"Portability" of Federal Estate Tax Exemptions

Married couples can get a big tax break if they own enough to be concerned about federal estate tax.

A surviving spouse can get a big federal estate tax break if the deceased spouse didn’t use up his or her individual estate tax exemption. Thanks to the "portability rule," the survivor can use what’s left. That gives the couple a total exemption of more than $22.8 million.

How It Works

The couple can split their total exemption between them in any way that provides the greatest tax benefit. Depending on the date of the deaths, the total exemption amount may exceed $22 million. Portability became available in 2011, when the exempt amount was $5 million; that number was indexed for inflation and went up each year. With the passage of the Tax Cuts and Jobs Act of 2017, it's $11.4 million per person for deaths in 2019.

For example, say a man dies in 2018 and leaves $10 million to his widow; no estate tax is owed, because property left to a spouse is tax-free. The widow dies in 2019, leaving $13 million (her own $3 million plus the $10 million she inherited from her husband) to their children. Her estate won’t owe any estate tax, even though the estate is over the 2019 $11.4 million exemption amount, because the estate can use $1.6 million of the husband’s unused exemption.

To take advantage of this provision, a federal estate tax return (IRS Form 706) must be filed after the first spouse’s death—even though no estate tax will be paid then. The return is due nine months after the death.

Where the Portability Provision Came From

Congress added this feature to the estate tax because of a perceived unfairness in the old system: Couples (especially when estate tax was imposed on smaller estates, so that some not-so-wealthy people were subject to it) sometimes ended up owing estate tax simply because they didn’t get good tax and legal advice.

What happened was that couples often didn’t do any tax planning, because they knew that no tax was due when property is left to the surviving spouse. So when the first spouse died and left everything to the survivor, there was no federal estate tax bill. But suddenly the surviving spouse owning everything that the couple had previously owned, essentially doubling the size of her estate. If that pushed the size of the estate over the estate tax threshold, a big estate tax bill could come when the second spouse died and left property to the couple’s children.

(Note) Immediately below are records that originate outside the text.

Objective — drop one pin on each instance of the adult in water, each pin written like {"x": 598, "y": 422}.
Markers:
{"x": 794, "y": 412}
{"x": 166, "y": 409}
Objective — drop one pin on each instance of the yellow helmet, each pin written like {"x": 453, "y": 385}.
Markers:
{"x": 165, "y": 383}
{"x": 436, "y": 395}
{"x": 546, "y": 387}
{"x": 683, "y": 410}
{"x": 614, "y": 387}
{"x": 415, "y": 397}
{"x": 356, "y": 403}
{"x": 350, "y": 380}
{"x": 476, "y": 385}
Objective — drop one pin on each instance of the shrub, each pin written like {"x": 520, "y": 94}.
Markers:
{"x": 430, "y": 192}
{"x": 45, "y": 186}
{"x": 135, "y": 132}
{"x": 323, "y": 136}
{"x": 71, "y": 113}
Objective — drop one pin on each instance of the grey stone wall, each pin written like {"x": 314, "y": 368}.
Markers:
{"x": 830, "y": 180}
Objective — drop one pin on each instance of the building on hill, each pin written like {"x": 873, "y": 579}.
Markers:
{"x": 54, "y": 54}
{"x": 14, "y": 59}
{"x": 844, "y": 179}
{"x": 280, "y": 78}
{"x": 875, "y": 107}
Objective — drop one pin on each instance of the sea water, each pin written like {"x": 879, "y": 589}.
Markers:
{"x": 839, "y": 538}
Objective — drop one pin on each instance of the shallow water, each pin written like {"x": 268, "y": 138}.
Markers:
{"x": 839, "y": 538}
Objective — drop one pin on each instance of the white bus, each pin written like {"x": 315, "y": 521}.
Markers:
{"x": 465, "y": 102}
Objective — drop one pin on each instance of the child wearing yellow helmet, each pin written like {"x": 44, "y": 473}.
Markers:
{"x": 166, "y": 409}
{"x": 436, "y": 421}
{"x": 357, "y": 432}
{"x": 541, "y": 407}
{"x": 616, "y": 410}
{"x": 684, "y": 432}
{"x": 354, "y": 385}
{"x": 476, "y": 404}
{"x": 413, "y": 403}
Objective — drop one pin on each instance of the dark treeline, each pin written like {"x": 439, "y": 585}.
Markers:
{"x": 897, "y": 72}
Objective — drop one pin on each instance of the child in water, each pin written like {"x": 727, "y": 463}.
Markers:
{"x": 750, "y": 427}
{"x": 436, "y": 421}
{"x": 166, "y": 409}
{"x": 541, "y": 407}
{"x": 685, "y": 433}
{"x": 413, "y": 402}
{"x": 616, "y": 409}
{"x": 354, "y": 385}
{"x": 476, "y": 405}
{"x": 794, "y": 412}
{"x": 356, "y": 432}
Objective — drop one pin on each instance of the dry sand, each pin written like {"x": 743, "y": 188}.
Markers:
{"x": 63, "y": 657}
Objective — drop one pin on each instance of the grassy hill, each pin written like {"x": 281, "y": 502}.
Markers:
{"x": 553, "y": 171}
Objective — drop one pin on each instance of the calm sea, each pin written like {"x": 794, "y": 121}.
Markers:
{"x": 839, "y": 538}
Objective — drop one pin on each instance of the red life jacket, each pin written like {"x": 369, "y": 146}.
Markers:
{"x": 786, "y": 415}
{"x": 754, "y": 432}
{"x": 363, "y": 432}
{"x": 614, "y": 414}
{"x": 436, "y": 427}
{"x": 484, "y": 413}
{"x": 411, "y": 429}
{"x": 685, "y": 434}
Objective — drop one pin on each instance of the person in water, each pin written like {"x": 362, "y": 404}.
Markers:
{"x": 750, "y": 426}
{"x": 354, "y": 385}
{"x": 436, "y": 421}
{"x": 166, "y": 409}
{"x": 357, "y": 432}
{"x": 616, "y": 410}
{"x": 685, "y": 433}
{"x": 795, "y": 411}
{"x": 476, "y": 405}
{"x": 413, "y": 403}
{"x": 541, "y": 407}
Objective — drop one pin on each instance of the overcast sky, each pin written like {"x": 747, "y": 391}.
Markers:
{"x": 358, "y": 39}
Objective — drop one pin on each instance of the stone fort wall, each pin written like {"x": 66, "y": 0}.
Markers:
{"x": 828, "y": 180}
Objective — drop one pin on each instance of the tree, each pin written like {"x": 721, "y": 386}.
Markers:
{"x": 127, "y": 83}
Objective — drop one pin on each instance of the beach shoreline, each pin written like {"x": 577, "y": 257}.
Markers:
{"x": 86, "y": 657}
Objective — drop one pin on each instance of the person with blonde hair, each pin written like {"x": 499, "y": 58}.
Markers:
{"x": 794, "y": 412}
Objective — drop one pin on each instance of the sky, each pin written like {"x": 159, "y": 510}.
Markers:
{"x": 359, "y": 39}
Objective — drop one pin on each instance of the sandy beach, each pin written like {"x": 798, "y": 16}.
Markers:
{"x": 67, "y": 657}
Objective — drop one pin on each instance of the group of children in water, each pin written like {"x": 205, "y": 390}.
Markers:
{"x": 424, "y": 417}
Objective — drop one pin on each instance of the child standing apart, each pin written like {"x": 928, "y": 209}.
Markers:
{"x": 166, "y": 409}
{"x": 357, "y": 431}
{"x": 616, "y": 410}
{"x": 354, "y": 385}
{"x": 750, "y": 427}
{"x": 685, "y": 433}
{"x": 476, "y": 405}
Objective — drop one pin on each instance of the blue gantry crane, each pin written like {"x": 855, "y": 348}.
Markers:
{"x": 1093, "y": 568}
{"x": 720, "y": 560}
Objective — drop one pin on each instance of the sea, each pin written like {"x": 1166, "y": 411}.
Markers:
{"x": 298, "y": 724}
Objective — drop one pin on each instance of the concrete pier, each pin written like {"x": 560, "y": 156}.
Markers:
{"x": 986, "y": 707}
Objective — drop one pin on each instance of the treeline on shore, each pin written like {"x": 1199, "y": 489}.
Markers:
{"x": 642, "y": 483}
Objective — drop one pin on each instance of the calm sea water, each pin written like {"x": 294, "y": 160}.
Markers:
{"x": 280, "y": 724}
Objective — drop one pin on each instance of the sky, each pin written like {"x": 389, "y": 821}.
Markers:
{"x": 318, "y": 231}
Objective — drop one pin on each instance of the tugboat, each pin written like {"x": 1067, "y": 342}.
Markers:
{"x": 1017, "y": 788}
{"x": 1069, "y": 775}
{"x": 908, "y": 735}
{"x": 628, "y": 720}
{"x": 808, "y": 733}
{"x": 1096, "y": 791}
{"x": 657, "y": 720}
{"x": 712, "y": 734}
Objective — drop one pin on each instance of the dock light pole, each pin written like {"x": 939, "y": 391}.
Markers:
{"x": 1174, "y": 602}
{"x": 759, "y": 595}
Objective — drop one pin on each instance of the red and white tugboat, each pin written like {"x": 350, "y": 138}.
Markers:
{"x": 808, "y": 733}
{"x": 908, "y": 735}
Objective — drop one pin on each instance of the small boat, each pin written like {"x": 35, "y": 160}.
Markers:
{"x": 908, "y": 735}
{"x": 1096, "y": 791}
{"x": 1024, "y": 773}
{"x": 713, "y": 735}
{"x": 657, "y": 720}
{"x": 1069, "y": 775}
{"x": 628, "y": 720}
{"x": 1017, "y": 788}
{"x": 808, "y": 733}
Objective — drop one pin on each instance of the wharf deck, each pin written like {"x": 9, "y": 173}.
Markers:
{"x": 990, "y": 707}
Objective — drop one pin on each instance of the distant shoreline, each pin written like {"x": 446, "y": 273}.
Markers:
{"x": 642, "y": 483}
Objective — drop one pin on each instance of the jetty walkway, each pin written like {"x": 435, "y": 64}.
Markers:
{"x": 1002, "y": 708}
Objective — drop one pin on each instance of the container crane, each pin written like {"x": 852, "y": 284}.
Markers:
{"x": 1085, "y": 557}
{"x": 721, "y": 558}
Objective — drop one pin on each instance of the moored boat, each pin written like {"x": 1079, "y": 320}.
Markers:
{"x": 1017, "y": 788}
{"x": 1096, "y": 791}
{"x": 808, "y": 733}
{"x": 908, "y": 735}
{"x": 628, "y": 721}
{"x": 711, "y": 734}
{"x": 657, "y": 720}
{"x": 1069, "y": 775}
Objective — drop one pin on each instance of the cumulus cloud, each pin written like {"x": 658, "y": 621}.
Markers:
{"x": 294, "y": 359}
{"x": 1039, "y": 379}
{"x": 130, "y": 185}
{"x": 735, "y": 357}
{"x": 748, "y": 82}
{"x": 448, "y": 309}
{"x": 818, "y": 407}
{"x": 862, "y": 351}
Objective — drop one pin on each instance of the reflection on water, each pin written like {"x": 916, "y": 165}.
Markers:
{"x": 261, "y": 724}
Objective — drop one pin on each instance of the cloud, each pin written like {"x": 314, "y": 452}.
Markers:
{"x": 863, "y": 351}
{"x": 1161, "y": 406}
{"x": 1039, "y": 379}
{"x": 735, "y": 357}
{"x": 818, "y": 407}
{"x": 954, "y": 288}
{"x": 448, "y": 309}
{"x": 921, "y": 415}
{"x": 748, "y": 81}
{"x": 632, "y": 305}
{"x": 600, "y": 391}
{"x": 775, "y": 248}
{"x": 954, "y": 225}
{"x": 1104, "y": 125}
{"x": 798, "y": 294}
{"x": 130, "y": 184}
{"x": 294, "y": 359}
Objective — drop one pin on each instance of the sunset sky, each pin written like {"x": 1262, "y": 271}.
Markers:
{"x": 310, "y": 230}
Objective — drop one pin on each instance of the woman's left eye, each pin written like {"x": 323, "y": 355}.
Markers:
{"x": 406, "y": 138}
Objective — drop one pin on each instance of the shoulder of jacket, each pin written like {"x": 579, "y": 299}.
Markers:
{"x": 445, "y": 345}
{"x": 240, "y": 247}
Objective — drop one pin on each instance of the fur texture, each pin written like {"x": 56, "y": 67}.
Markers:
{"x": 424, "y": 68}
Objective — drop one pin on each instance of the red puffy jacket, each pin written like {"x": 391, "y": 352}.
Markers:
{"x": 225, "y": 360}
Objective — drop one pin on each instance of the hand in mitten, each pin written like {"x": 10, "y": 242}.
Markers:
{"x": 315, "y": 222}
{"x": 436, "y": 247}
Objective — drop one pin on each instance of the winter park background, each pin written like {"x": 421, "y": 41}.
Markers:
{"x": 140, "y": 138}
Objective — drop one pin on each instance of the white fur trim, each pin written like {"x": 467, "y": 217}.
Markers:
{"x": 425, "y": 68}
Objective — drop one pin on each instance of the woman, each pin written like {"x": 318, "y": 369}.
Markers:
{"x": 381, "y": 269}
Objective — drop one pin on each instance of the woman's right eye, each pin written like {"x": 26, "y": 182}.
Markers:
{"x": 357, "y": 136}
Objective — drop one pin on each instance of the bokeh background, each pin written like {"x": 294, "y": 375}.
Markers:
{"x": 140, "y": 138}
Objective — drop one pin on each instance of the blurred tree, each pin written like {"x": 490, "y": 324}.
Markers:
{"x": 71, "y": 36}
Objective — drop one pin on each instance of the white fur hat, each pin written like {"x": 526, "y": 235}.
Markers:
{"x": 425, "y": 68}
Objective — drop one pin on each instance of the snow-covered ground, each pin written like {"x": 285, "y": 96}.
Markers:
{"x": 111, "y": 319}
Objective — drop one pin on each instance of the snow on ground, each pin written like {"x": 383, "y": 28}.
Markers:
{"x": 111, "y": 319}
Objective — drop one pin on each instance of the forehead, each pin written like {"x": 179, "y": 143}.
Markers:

There was, however, a fairly straightforward way around this problem. While both spouses were still alive, they could create a “bypass trust.” When the first spouse died, his share of the couple’s property went into the trust; this used up his estate tax exemption. The surviving spouse had the right to the income from the trust property, and could even use the principal under certain circumstances, but didn’t own the trust property outright. When the surviving spouse died, her half of the property went to the children; because the amount was under the estate tax threshold, no tax was due. The trust property went to the children, too, and because it had already been subject to tax at the first spouse’s death, no tax was due on that transfer either.

Many couples created these bypass (also called AB) trusts to make sure they wouldn’t owe estate tax, and it saved their families many thousands of dollars. But couples who weren’t savvy enough to take advantage of this tax-saving strategy ended up leaving their families big tax bills. It just didn’t seem fair.

Where It’s Going

The portability provision was set to expire at the end of 2012. But it was a politically popular law and was made permanent by the American Taxpayer Relief Act, passed January 1, 2013.

Getting Expert Advice

Federal estate taxes (and their state counterparts) are very complicated. If you’re dealing with such a large estate that you’re concerned about these taxes, get advice from a probate lawyer or accountant who is experienced with preparing and filing estate tax returns.